There is a distinctive tone in the Tablets of Bahá'u'lláh revealed in Adrianople in as much as they were revealed soon after the public unveiling of His station. In these He often portrays the treacherous behaviour of Mírzá Yahyá, the arch-breaker of the Covenant of the Báb, and, as the outpouring of His Revelation reaches its climax, He proclaims the advent of the Day of God to the generality of mankind and issues His summons to the kings and rulers of the world.

While for the most part the author has merely outlined the main points of a Tablet, he has in some cases dwelt at length on certain topics which constitute the basic spiritual verities of the Faith of Bahá'u'lláh and, at times, has deliberately taken excursions into other subjects which throw further light on the original theme, and which are thought to be of interest to the reader. A reading of the first volume is recommended prior to this one, to help provide continuity and further depth.
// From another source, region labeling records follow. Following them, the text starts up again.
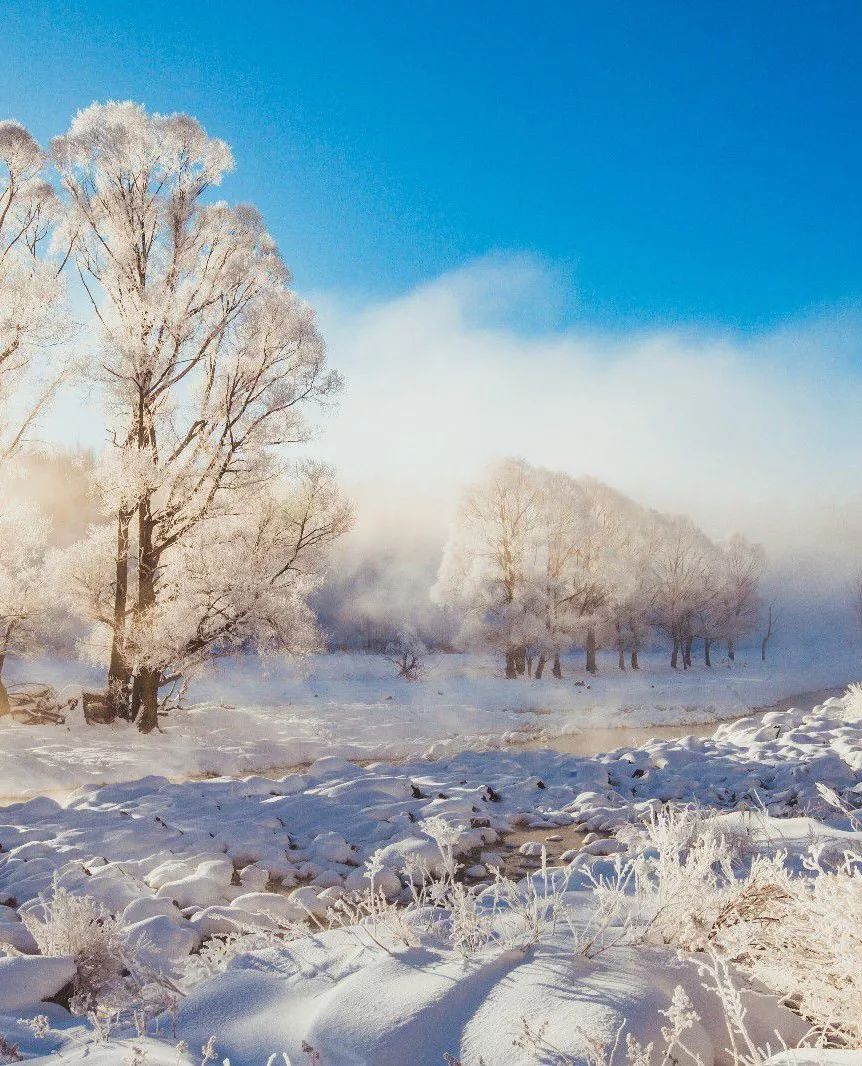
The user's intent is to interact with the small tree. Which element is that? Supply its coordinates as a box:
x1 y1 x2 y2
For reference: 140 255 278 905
0 503 52 716
386 629 428 681
0 120 67 465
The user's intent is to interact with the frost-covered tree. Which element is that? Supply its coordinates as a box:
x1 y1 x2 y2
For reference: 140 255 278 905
649 515 713 669
433 459 543 678
716 533 766 660
437 459 765 678
0 501 52 716
53 103 344 731
0 120 67 464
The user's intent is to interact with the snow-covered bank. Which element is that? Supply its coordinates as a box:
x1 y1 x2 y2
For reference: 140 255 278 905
0 697 862 1066
0 651 857 803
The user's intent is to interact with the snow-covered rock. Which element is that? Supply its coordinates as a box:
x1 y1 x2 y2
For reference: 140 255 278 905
0 955 77 1013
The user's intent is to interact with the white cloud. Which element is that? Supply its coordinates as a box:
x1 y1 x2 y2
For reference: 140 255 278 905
314 257 862 588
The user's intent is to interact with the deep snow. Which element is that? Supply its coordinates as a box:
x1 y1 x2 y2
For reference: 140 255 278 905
0 648 857 804
0 686 862 1066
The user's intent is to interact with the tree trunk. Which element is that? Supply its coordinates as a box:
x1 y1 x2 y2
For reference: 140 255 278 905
105 511 132 720
760 608 772 663
135 488 161 733
0 652 12 718
586 626 599 674
137 666 160 732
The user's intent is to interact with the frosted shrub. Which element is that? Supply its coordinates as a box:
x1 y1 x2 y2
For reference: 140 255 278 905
596 810 862 1040
593 808 735 951
844 681 862 718
0 1034 23 1066
715 853 862 1047
21 884 136 1014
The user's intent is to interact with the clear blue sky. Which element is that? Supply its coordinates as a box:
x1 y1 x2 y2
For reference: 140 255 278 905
0 0 862 330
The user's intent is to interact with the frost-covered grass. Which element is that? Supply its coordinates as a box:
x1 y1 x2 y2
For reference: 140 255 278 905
0 647 856 803
0 692 862 1066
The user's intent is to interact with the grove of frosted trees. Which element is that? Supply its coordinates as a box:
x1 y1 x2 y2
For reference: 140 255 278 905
0 103 351 731
434 459 765 678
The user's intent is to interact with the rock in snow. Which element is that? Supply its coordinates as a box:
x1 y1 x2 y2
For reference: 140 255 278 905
0 955 76 1013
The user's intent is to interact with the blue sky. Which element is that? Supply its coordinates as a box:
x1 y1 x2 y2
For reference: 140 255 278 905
0 0 862 333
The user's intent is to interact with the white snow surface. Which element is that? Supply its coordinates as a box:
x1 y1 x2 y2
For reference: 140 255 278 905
0 649 858 804
0 686 862 1066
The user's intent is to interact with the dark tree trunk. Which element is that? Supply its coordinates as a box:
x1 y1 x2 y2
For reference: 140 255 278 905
135 666 160 732
760 608 772 663
585 626 599 674
105 512 131 718
0 652 12 718
135 497 161 732
617 623 625 673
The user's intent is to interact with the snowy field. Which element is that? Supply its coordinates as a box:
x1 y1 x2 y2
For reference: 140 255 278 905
0 649 860 802
0 675 862 1066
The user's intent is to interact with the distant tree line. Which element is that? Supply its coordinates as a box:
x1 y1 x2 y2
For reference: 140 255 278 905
434 459 765 678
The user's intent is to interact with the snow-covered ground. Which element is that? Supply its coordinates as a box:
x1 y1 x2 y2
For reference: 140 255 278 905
0 649 860 803
0 681 862 1066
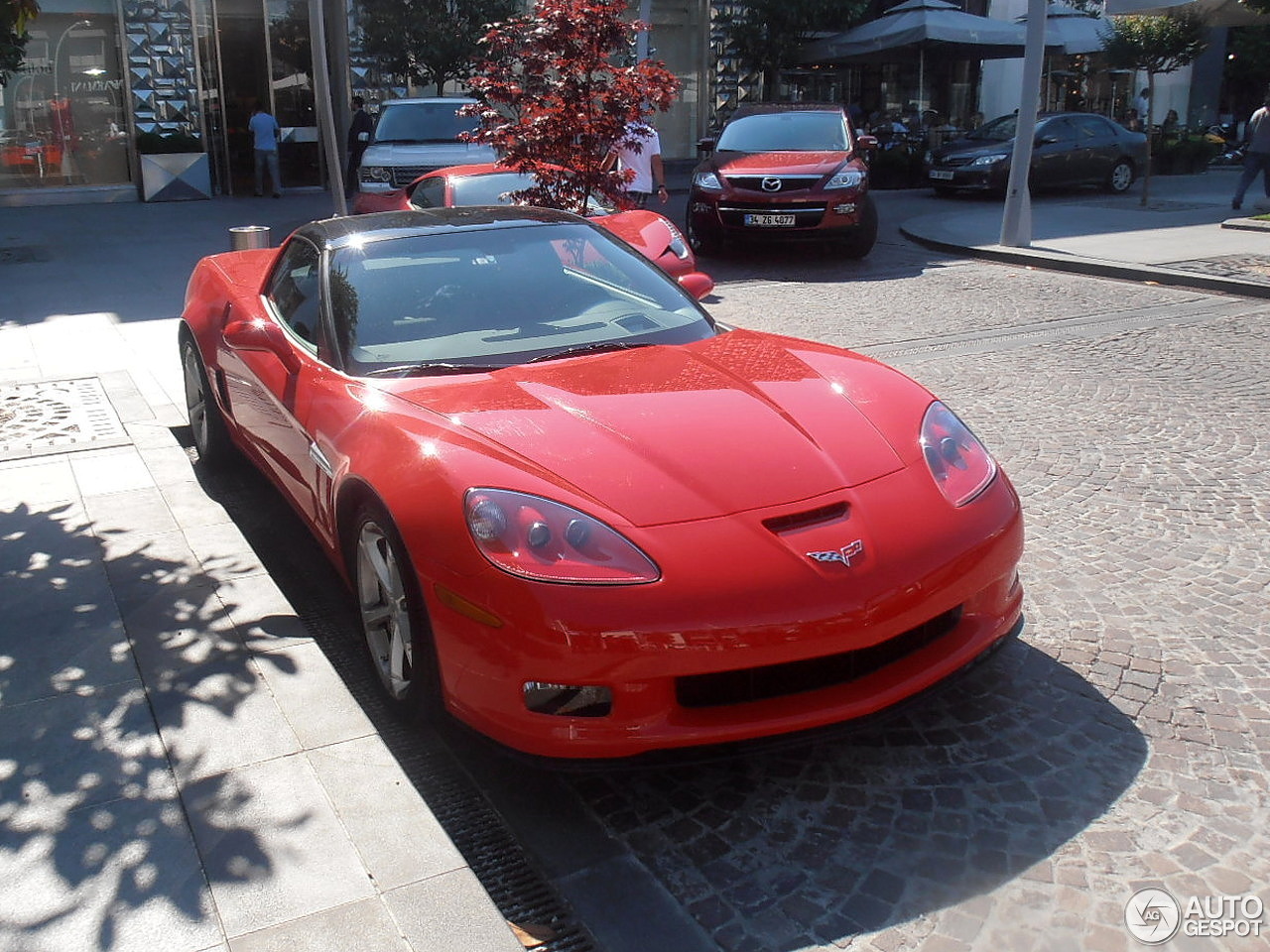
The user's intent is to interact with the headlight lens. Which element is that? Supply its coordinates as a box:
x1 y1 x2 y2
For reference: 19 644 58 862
921 400 997 505
463 489 662 585
825 169 865 189
693 172 722 191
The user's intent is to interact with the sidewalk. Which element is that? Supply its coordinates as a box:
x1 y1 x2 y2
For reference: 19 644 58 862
0 193 521 952
901 169 1270 298
0 171 1270 952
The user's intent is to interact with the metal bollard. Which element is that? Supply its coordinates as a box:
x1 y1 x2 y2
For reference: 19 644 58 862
230 225 271 251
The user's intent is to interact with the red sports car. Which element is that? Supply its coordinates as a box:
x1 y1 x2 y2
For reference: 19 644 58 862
179 207 1022 758
353 163 708 294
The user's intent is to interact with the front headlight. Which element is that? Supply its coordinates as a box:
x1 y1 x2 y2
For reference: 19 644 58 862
666 218 693 262
693 172 722 191
463 489 662 585
825 169 865 189
920 400 997 505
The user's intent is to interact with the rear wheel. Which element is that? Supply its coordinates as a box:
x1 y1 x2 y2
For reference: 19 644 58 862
181 332 236 466
346 503 441 713
840 195 877 258
1106 159 1133 194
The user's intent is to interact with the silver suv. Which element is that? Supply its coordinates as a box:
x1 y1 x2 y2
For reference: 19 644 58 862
357 98 498 194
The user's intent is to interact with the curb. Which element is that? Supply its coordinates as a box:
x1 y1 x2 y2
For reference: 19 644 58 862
899 218 1270 298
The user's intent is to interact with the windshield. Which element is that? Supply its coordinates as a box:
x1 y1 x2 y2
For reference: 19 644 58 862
375 103 479 142
449 172 613 216
327 221 715 375
966 113 1019 142
717 112 849 153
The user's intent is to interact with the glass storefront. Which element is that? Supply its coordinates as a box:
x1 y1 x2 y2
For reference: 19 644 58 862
0 0 131 189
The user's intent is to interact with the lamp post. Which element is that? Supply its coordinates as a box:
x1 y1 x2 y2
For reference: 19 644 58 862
54 20 92 178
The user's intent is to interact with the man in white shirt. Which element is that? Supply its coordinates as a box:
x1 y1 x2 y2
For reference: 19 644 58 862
604 122 671 208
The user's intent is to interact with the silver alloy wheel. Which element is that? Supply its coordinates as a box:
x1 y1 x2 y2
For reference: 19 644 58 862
1111 163 1133 191
357 520 414 701
181 343 208 456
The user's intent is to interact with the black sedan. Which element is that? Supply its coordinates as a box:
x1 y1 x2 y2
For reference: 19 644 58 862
927 113 1147 194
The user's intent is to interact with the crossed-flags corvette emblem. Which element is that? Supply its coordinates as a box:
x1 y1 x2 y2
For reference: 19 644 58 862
807 538 865 567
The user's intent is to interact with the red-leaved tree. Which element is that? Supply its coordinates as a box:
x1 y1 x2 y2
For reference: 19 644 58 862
467 0 680 212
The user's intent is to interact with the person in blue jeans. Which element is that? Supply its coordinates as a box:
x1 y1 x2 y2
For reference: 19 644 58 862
248 104 282 198
1230 89 1270 210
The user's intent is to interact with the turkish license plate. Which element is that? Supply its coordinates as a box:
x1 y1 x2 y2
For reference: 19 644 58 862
745 214 795 228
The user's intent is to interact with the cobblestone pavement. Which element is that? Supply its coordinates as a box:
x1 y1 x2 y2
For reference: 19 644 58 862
551 248 1270 952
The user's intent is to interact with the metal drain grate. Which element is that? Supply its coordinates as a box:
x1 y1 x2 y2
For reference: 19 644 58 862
185 454 597 952
0 245 49 264
0 377 132 459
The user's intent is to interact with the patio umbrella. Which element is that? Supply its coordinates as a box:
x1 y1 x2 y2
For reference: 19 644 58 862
800 0 1062 114
1015 0 1107 56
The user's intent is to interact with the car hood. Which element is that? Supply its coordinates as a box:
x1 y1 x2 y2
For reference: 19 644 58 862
393 331 929 526
362 142 496 168
710 151 848 176
935 139 1015 158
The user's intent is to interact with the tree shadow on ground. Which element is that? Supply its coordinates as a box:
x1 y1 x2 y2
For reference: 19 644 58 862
0 503 296 951
561 641 1147 952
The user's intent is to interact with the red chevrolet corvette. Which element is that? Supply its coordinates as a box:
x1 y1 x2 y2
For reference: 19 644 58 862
181 207 1022 758
353 164 698 287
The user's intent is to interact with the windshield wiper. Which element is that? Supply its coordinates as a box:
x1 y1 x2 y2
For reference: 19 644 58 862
526 340 652 363
358 361 507 377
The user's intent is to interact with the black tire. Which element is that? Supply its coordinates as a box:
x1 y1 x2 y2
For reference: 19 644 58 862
839 195 877 258
1106 159 1134 194
181 331 237 466
344 502 444 717
684 212 722 258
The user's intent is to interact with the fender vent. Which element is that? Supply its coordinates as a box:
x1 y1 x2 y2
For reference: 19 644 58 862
763 503 847 536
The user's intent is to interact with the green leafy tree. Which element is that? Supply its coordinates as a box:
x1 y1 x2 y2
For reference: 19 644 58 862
358 0 521 94
718 0 869 99
467 0 680 212
1102 13 1207 205
0 0 40 86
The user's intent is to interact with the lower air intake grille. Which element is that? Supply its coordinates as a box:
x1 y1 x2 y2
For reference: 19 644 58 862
675 607 961 707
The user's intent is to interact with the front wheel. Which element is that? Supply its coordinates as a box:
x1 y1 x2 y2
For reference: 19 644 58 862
842 195 877 258
1106 159 1133 194
684 212 722 258
346 504 441 713
181 332 236 466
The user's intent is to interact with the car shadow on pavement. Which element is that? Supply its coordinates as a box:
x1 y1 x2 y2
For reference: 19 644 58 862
176 444 1147 952
0 496 288 951
556 641 1147 952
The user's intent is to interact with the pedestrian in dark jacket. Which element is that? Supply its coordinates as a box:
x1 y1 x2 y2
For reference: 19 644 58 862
344 96 375 194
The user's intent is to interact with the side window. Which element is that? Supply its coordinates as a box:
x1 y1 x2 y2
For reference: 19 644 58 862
410 177 445 208
264 239 321 353
1043 119 1076 142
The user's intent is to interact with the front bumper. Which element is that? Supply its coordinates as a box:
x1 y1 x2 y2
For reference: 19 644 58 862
422 472 1022 758
689 189 867 241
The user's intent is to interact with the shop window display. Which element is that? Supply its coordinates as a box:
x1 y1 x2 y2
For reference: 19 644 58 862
0 10 131 189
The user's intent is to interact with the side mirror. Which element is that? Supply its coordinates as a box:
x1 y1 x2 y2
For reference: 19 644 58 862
222 317 300 373
680 272 713 300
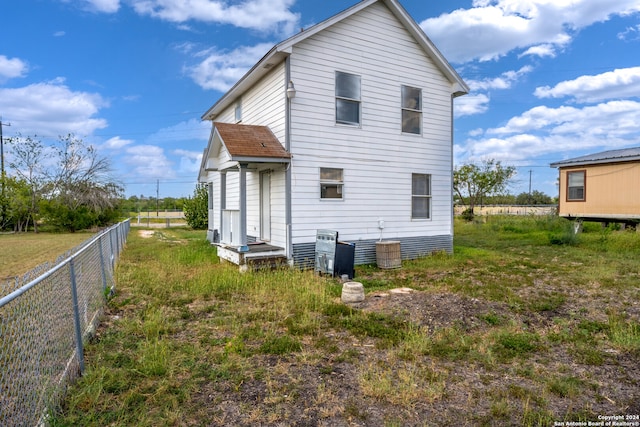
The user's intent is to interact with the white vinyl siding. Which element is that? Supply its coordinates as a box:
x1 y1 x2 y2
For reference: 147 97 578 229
209 63 286 251
291 3 452 244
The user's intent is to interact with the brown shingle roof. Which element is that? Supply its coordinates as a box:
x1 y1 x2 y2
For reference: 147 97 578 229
213 122 291 160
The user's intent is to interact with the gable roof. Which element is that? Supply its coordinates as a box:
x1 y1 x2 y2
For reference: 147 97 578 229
202 0 469 120
550 147 640 168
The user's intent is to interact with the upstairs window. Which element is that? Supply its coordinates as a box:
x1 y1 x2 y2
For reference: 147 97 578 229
336 71 361 126
567 171 586 202
411 173 431 219
320 168 344 199
402 86 422 135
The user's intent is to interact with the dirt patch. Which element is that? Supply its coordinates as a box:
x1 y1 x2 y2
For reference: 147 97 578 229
138 230 156 239
358 288 507 332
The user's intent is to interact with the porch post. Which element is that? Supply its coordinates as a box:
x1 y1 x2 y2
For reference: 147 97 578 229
220 172 227 242
238 163 249 252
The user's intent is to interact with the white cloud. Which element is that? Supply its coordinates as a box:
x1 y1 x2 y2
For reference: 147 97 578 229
519 43 556 58
0 78 108 137
457 101 640 163
184 43 273 92
148 119 211 144
453 94 489 118
420 0 640 63
618 25 640 41
534 67 640 102
465 65 533 91
122 145 175 179
85 0 120 13
102 136 133 150
132 0 300 33
173 149 202 176
0 55 29 82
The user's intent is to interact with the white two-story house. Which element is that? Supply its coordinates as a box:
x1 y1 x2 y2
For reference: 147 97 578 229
199 0 469 266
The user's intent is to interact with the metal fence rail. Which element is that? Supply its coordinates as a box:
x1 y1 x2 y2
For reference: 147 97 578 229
0 220 130 426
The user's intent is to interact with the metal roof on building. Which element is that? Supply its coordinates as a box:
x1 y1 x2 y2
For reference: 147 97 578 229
550 147 640 168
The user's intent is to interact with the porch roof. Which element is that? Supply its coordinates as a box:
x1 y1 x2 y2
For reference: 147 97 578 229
198 122 291 177
218 122 291 162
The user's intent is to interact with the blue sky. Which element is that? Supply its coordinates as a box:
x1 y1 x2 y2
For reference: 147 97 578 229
0 0 640 201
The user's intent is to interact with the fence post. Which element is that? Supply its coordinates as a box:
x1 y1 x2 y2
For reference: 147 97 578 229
98 234 107 292
109 230 116 272
69 257 84 374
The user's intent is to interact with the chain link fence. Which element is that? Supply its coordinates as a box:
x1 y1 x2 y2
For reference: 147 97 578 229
0 220 130 426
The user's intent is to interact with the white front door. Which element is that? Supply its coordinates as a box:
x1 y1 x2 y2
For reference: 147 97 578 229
260 171 271 242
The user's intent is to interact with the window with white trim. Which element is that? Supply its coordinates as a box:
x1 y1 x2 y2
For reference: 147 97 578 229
411 173 431 219
567 170 587 202
336 71 361 126
402 86 422 135
320 168 344 199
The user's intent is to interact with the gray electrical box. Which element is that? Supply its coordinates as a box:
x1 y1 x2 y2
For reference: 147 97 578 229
316 230 338 276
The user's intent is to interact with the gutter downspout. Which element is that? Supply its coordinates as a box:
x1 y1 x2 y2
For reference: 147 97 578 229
450 94 456 252
283 56 293 264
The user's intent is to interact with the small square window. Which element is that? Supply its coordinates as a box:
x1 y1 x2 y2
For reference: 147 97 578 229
567 170 587 202
402 86 422 135
411 173 431 219
336 71 360 125
320 168 344 199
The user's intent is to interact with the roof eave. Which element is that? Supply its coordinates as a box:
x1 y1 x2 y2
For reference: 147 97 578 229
201 45 290 121
202 0 470 121
549 156 640 168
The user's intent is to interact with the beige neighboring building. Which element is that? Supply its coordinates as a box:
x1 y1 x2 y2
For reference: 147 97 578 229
550 147 640 222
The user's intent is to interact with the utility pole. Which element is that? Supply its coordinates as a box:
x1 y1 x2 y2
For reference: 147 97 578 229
0 116 11 227
529 169 533 204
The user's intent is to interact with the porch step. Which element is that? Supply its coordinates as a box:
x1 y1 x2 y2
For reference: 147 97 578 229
245 255 288 270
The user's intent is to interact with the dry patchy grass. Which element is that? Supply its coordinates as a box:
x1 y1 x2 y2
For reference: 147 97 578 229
51 219 640 426
0 232 94 282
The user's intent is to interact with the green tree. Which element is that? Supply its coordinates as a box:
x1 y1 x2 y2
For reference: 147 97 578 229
10 134 122 232
3 177 31 233
516 190 553 205
8 134 48 233
183 184 209 230
453 159 516 219
42 134 123 232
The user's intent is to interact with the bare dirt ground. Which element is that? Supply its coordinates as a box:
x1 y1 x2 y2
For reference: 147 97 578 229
186 288 640 426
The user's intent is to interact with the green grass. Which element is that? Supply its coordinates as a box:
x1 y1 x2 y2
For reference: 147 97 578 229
0 232 95 281
50 217 640 426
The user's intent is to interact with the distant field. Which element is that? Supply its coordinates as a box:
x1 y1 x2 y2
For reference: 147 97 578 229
0 232 94 282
The study of the Tablets of Bahá'u'lláh is not similar to the study of a normal literary work, no matter how profound that might be. A Tablet is the repository of the Word of God, and to appreciate it one must acquire a pure heart and rid oneself of the veil of acquired knowledge. 'O My servants!' Bahá'u'lláh thus proclaims to the peoples of the world, 'My holy, My


divinely ordained Revelation may be likened unto an ocean in whose depths are concealed innumerable pearls of great price, of surpassing lustre. It is the duty of every seeker to bestir himself and strive to attain the shores of this ocean, so that he may, in proportion to the eagerness of his search and the efforts he hath exerted, partake of such benefits as have been preordained in God's irrevocable and hidden Tablets.'

In writing this book the author has been able to do no more than skim the surface of this great Ocean.